Spot resin activity heated up like our hot Scottsdale sun and the heavy order flow made up for recent slack demand. There were fresh production disruptions and a new Force Majeure declaration along with another surge in monomer costs that were supportive to pricing. Strong buying was seen across all commodity resin groups as some processors, still weary from ongoing resin shortages, sought confirmed supply well into August. Even with buyers keen to procure, there was meaningful resistance to asking prices and in some cases, some easing was needed to encourage buyers to commit.

Though North American resin production has improved significantly, and spot material availability has somewhat increased, the overall Polyethylene and Polypropylene markets remain very tightly supplied. Producers have been back-filling contract orders and busy rebuilding their inventories, partly as a buffer to counter against the potential of production disruptions from both upcoming planned maintenance and the chance of unplanned outages as we head deeper into hurricane season.

A significant volume of imported resin, mostly HoPP, CoPP, and HDPE has been arriving at US shores to supplement insufficient domestic supplies, and while more shipments are still sailing, it seems that peak import buying is behind us, at least for this leg of the cycle. Soaring ocean freight, which for some lanes has surpassed $15K/container, along with extended transit times, long port delays, and massive demurrage fees, has crimped the arbitrage and largely squashed the high-volume import incentive for importers. Some new overseas buys are still occurring, but nowhere near the volumes nor veracity seen during the previous several months.

Producers continued to pile on the increases to keep upward pressure on pricing; there are $.03-.05/lb hikes on the table for both PE and PP contracts for July, and a new $.05/lb increase has been nominated for August. With contract levels relentlessly trekking higher while spot levels have been primarily stagnant at these heightened levels, the spot premiums have diminished with fewer large contact buyers in need of significant extra supply and competing for pellets to press prompt prices higher.

Energy futures moved mainly to the downside. Crude oil came off for the second straight week on concerns of declining demand as drivers face the highest prices at the pump in 7 years. According to the latest EIA data, US crude stockpiles reduced for an eighth consecutive week, drawing down almost 8 million barrels, but this was overshadowed by weaker underlying gasoline demand and a million barrel buildup in gasoline supplies. Another cause for worry is the rise in Covid-19 Delta variant cases, which could lead to another batch of lockdown restrictions and depressed demand.

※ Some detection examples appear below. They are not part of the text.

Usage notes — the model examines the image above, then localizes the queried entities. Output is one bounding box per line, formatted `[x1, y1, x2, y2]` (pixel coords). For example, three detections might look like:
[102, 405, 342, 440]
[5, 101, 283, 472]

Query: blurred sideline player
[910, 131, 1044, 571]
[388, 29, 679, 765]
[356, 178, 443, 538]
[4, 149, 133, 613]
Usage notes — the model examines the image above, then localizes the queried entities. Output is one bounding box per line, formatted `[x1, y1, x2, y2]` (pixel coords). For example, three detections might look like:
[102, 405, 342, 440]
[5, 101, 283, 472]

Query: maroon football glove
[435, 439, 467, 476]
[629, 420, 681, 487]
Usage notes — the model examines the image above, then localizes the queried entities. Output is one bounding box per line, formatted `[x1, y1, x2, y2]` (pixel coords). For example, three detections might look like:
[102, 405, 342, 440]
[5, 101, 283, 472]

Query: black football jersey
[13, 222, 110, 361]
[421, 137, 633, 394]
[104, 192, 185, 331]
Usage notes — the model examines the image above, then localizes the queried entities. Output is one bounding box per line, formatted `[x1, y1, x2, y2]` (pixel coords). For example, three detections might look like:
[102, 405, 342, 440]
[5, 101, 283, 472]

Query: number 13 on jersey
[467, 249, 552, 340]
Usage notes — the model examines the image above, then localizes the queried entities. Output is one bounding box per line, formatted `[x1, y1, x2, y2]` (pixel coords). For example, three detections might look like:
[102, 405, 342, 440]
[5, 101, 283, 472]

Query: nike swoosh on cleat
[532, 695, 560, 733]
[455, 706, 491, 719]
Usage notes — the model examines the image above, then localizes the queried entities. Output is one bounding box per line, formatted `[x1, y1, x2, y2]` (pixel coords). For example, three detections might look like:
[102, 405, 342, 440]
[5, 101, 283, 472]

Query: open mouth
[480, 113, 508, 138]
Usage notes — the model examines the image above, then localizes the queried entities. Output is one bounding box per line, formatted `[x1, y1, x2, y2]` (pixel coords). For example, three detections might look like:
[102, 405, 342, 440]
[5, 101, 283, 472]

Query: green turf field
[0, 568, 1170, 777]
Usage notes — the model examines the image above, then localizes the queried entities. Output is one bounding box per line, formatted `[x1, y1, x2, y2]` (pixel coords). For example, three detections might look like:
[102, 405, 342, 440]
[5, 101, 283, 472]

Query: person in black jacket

August WTI made its way back down towards the $70/bbl mark, before bouncing back late Friday to end the week at $71.81/bbl, down a net $2.75/bbl. September Brent finished Friday at $73.59/bbl, almost $2/bbl below the previous week. August Natural Gas established its weekly high on Monday and its low on Friday, and despite its $.185/mmBtu range, ended the week absolutely flat at $3.674/mmBtu. NGLs prices were mildly mixed for another week; Ethane closed Friday at $.306/gal ($.129/lb), a fractional gain, while Propane shed just over a quarter-of-a-cent and went into the weekend at $1.10/gal ($.311/lb).

Monomer prices kept on a mixed pace amid increased volatility. Spot Ethylene dominated trading activity and resumed the previous week’s rally after a spate of cracker issues emerged. July Ethylene opened Monday with a spot trade at $.54/lb for delivery in Louisiana, then jumped a nickel selling at $.59/lb on Thursday, before edging up another cent to end Friday $.60/lb. Ethylene for July delivery in TX also posted strong gains, rising nearly $.07/lb on the week to just under $.51/lb. July financial futures ran up a nickel to nearly $.47/lb, lagging due to its weighted average including lower prices earlier in the month. The Ethylene curve was steeply backwardated as future months quote increasingly cheaper to pierce below $.30/lb by the end of the year.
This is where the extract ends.